Blood-shot eyes. Mosquitoes big as helicopters, and the wait. That absurd time-bending wait while an immigration officer chats on her phone, one kid cries, the other drools over your shoulder, and you are about to lose your connecting flight. As the immigation officer giggled, a cat nibbled at my shoes. I kicked the damned thing, and the lady focused on her task again. As if they were connected somehow. I’m no cat person. Sorry Cecil.

My wife found some very cheap tickets to fly Avior —I bet many horror stories begin with this same sentence— and spend some days visiting the family back in Caracas. Like many young Venezuelan families we decided to emigrate a little over a year ago and blabla-ávila-blabla-arepa-blabla-ladilla. [This won´t be one of those Venezuelan-self-loathing posts, nor one of those sappy Venezuelan-self-pitty-Cruz-Diez-floor posts. Promise. We’ve lived abroad before. We like to jump around. Maybe we’ll be back in Caracas again. Who knows? Also, I´m not gonna bore you with details of how much Venezuela has changed since February, which was the last time I was here. It’s pointless. The country changes noticeably from day to day for the people that live here.]
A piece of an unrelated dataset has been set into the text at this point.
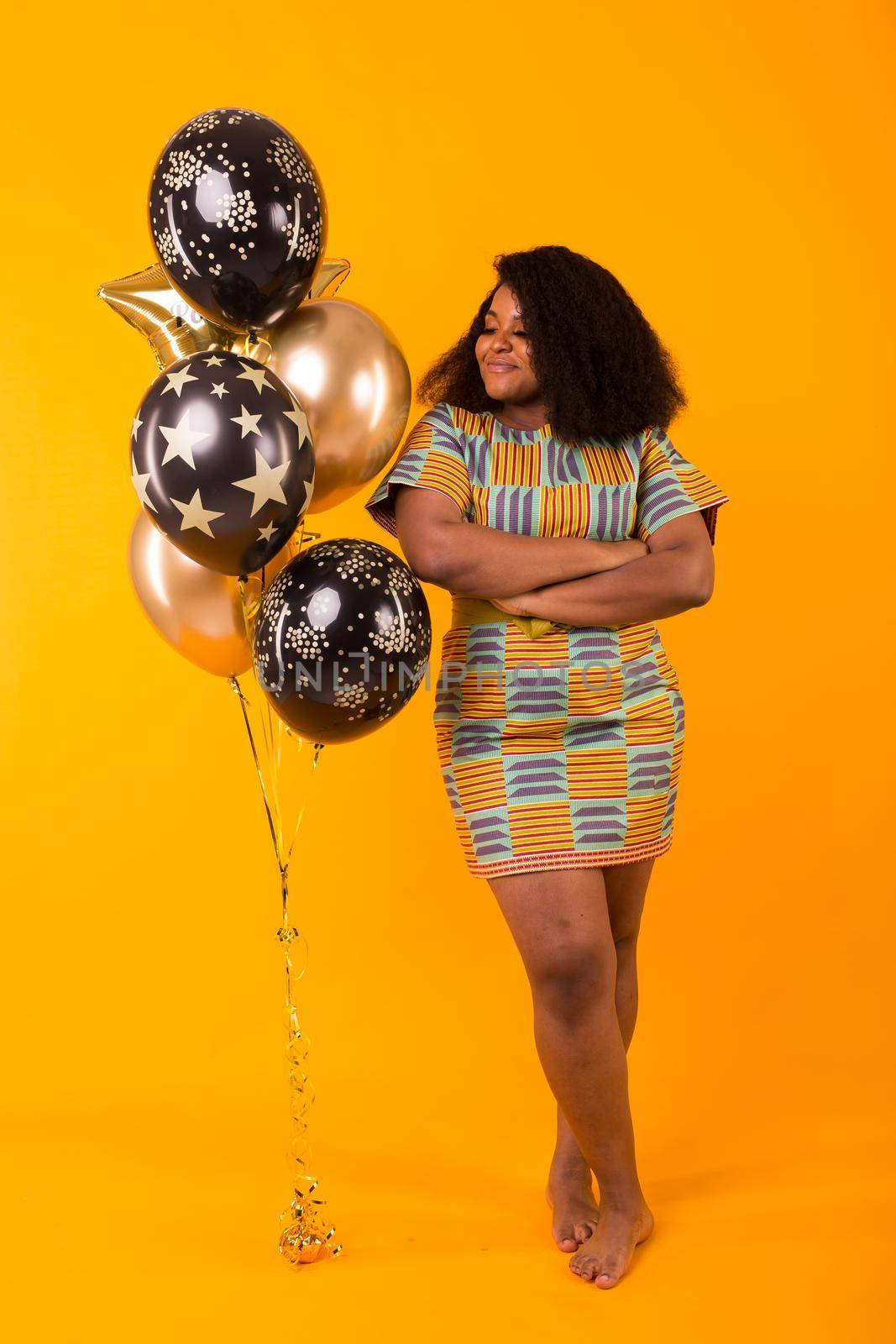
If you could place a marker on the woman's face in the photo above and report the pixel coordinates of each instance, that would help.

I had been at the Barcelona airport before, and remembered that it had a face-lift a few years ago. A little botox here and there and a whole bunch of publicity promising a full-on reconstructive surgery, implants, the works. The posters are still there, but now yellowy and shredded.

Venezuelans are used to chaos, but this was on another level: No one really knew where they were supposed to stand, sit, pee, or run to when their planes were called. The walkways don’t connect to the planes and all the floors look like Greek ruins. And ruins are no tourist attraction on a relatively new building.


Monday morning caught me having to spend hours doing the same as every time I come back to Venezuela: Setting up my cellphone for the nth time. For some reason, while in the country, all the services associated to my credit card work perfectly. But as soon as I cross that dreadful yellow line at the Miami airport everything goes to hell. So I was once again at the Movistar office and I found —there too— a very long queue of people waiting to get tickets from a computer which only gave you two options: Client Support or Equipment and Accessory Purchase. This time, apart from reconnecting my old line, I needed a new SIM card so I pressed the first option. Half an hour later I was called.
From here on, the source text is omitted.